Séance en hémicycle du mardi 13 février 2024 à 15h00
Lutte contre les dérives sectaires — Discussion générale

Photo issue du site de l'Assemblée nationale ou de WikipediaDidier Paris :

Il ne fait aucun doute que les pratiques sectaires se sont développées et renforcées, comme le montrent les nombreux exemples donnés par nos collègues. Elles sont devenues protéiformes et touchent toutes les catégories sociales, tous les âges, tous les milieux. Elles se sont clairement accentuées à l'occasion des dernières crises sanitaires, qui ont apporté leur lot de complotistes et de gourous pseudo-scientifiques autoproclamés.

Si les fondements religieux de telles dérives existent encore, à ceux-ci s'ajoutent des prétentions nouvelles et plus insidieuses, qui concernent la santé ou l'alimentation et ont un point commun : elles constituent pour ceux qui les utilisent de véritables fonds de commerce. Le développement des réseaux sociaux et de la communication, par voie de presse ou en ligne, a donné une bien plus large audience à ces manœuvres : elles touchent désormais une partie des usagers qui, souvent déjà très fragiles, ne se voient offrir sur la toile aucun repère contradictoire ni aucune approche critique.

Ce phénomène ronge le lien social mais il faut reconnaître qu'il est encore relativement mal connu, souvent difficile à circonscrire et, de toute façon, mal appréhendé par la loi. Certains l'ont dit, les dernières avancées en la matière ont plus de vingt ans. Bien qu'importantes, elles étaient essentiellement centrées sur la répression de l'abus de faiblesse et sur ses conséquences patrimoniales. Malheureusement, le problème est aujourd'hui bien plus vaste.

La lutte contre les dérives sectaires doit donc être actualisée et durcie. C'est l'enjeu du présent texte, qui exprime clairement la volonté politique de protéger les plus vulnérables face aux risques physiques, psychologiques, sanitaires, sociaux et financiers que font courir les sectes. Il est donc essentiel de renforcer les pouvoirs de la Miviludes – qui, malgré des moyens modestes, accomplit un travail remarquable – et de mieux agir en faveur de la prévention, de la formation et de l'information de nos concitoyens.

Il est tout aussi impératif d'adapter notre arsenal répressif, qui est en quelque sorte le dernier rempart à la solitude et à l'abandon dans lesquels se trouvent nombre de victimes. La position du Sénat, qui a rejeté les principales mesures pénales du projet de loi, est sur ce point difficilement compréhensible ; elle ne s'inscrit manifestement pas dans le sens de l'histoire, même si les modifications issues du Sénat ne sont pas toutes négatives. C'est la raison pour laquelle la commission des lois a réintroduit dans le texte les articles 1er , 2 et 4 du projet de loi initial, dont il a déjà beaucoup été question, après qu'ils ont été supprimés par les sénateurs.

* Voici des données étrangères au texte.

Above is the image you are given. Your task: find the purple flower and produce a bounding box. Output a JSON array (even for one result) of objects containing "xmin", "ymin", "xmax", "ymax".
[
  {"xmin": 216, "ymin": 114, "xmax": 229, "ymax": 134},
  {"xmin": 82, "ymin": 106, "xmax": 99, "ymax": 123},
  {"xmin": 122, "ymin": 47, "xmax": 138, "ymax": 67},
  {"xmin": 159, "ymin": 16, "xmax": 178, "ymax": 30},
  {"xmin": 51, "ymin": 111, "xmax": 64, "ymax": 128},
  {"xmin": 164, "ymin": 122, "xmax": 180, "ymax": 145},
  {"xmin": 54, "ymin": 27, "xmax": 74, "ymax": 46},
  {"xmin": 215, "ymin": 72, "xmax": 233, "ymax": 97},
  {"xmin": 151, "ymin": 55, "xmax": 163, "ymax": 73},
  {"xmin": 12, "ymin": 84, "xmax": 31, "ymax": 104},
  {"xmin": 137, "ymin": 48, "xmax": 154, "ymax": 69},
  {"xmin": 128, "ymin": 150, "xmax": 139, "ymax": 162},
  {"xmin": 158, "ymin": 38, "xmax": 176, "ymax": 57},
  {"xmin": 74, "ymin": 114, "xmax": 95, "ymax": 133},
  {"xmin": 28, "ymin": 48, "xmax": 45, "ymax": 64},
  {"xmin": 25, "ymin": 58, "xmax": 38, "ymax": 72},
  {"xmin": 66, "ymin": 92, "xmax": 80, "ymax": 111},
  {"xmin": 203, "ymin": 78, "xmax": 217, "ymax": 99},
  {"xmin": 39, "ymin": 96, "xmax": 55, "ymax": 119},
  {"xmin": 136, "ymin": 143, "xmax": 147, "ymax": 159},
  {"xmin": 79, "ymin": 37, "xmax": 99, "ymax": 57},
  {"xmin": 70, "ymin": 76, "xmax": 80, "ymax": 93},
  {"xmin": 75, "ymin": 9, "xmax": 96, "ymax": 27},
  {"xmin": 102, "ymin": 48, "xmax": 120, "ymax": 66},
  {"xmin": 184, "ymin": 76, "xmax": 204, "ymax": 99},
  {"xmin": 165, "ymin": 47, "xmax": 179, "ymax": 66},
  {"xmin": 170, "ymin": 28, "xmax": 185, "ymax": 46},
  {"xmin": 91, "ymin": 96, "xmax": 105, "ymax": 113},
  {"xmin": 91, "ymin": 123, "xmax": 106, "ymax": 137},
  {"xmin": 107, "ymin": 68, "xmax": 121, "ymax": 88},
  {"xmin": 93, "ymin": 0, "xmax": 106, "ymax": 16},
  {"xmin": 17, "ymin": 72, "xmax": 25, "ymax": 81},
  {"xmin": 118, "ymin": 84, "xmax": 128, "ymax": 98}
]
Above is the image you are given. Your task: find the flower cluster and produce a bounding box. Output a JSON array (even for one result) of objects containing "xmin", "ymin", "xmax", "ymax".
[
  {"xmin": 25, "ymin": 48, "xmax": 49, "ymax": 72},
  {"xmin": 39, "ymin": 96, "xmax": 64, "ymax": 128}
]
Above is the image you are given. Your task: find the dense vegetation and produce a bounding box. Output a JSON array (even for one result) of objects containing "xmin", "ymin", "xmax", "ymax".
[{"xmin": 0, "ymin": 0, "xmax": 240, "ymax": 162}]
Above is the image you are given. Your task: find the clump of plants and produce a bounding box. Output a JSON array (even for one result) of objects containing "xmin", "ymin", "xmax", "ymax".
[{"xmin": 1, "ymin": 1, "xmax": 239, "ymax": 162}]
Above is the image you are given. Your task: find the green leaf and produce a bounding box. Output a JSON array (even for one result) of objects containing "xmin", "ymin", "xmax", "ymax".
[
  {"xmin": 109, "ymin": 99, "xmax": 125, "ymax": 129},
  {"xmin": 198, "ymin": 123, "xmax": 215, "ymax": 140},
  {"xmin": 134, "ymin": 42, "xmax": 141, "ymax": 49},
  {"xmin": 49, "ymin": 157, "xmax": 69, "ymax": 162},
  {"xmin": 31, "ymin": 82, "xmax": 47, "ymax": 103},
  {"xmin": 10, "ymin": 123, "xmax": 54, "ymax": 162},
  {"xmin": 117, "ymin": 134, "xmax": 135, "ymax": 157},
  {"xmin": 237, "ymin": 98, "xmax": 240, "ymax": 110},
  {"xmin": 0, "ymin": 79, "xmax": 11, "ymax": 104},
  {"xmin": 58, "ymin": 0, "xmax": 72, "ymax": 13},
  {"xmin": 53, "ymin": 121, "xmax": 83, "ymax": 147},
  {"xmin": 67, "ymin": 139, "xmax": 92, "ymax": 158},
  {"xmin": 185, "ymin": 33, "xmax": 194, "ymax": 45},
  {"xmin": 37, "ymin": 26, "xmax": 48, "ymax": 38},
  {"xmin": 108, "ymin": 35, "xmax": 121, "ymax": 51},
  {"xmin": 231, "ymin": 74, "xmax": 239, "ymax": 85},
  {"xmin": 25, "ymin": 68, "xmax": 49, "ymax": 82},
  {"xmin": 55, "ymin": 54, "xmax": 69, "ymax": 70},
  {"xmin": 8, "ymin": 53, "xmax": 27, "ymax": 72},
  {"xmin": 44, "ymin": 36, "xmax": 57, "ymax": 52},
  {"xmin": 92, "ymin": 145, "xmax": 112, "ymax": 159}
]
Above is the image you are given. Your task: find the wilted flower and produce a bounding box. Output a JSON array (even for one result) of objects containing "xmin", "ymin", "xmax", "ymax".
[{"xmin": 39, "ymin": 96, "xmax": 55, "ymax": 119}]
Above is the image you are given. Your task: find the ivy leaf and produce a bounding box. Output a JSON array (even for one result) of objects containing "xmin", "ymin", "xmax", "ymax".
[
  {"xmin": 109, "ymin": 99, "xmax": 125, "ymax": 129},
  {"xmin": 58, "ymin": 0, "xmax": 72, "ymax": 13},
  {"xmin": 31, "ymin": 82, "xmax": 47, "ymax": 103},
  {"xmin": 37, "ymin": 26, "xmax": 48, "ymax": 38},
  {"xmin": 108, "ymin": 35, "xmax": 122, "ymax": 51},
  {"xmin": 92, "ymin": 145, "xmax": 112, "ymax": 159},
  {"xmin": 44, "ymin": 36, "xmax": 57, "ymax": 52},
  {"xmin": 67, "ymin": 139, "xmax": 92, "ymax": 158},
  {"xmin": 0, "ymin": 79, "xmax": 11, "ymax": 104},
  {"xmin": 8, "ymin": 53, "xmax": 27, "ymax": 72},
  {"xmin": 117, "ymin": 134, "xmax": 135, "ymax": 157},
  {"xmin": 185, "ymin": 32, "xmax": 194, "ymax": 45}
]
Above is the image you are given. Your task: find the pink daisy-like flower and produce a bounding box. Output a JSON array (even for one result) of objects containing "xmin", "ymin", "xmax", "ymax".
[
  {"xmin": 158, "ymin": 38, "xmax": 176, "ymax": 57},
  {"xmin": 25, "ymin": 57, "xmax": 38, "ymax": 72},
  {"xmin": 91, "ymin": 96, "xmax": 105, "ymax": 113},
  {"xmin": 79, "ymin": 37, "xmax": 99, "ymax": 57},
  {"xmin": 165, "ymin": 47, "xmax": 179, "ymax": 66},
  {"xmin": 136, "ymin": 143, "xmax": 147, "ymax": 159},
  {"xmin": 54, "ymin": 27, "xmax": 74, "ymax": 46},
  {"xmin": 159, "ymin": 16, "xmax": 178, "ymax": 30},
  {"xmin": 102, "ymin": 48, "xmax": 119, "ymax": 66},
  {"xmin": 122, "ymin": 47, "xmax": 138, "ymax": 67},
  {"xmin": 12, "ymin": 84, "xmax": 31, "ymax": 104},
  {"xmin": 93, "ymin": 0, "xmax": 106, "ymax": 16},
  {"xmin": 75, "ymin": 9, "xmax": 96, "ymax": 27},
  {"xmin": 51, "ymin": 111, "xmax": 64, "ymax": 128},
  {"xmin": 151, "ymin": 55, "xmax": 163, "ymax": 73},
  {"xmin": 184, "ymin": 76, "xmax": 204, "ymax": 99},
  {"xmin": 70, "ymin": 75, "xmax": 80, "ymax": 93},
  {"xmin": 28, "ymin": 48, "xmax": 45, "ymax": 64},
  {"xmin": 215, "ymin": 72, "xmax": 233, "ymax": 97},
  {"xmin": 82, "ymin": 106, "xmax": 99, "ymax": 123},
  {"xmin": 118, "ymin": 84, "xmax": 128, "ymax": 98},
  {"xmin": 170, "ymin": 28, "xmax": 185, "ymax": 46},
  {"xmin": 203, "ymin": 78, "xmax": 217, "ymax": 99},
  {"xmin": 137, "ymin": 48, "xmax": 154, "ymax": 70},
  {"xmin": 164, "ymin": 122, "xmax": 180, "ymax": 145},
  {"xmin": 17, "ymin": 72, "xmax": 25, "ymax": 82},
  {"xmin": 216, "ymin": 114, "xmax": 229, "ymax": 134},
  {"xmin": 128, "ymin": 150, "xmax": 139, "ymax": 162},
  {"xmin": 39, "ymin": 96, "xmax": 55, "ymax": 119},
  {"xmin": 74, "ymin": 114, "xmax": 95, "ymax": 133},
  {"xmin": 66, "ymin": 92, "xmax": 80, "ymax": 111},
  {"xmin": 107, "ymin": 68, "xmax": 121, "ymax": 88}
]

Il ne fait aucun doute que les manœuvres sectaires nécessitent sans attendre de considérer la sujétion physique et psychologique comme un délit autonome, de fixer les circonstances aggravantes qui l'accompagnent, et de réprimer clairement la provocation à l'abandon ou à l'abstention de soins, ainsi que l'adoption de pratiques dont il est manifeste qu'elles exposent à un risque grave et immédiat pour la santé.

Cependant, et nous en sommes pleinement conscients, une telle répression ne doit pas s'abattre sans discernement. Comme nous y invite le Conseil d'État, nous devons atteindre un équilibre en protégeant la liberté d'expression et de conscience, fondement de toute démocratie. Il s'agit tout simplement de préserver le droit de contester des pratiques thérapeutiques, la liberté des débats scientifiques et celle des lanceurs d'alerte, ainsi que la liberté de prodiguer des soins non conventionnels ou même de refuser un traitement.

Comme nous nous y étions engagés en commission des lois avec Mme la rapporteure, dont je salue l'engagement et le travail de fond, divers amendements identiques seront proposés par les groupes de la majorité, en particulier à l'article 4 déjà largement évoqué par les orateurs qui m'ont précédé. Leur adoption permettrait de disposer que la répression pénale n'a pas à s'appliquer lorsque la « provocation » s'accompagne d'une information claire et complète des conséquences pour la santé, et qu'elle ne remet pas en cause la volonté libre et éclairée de la personne.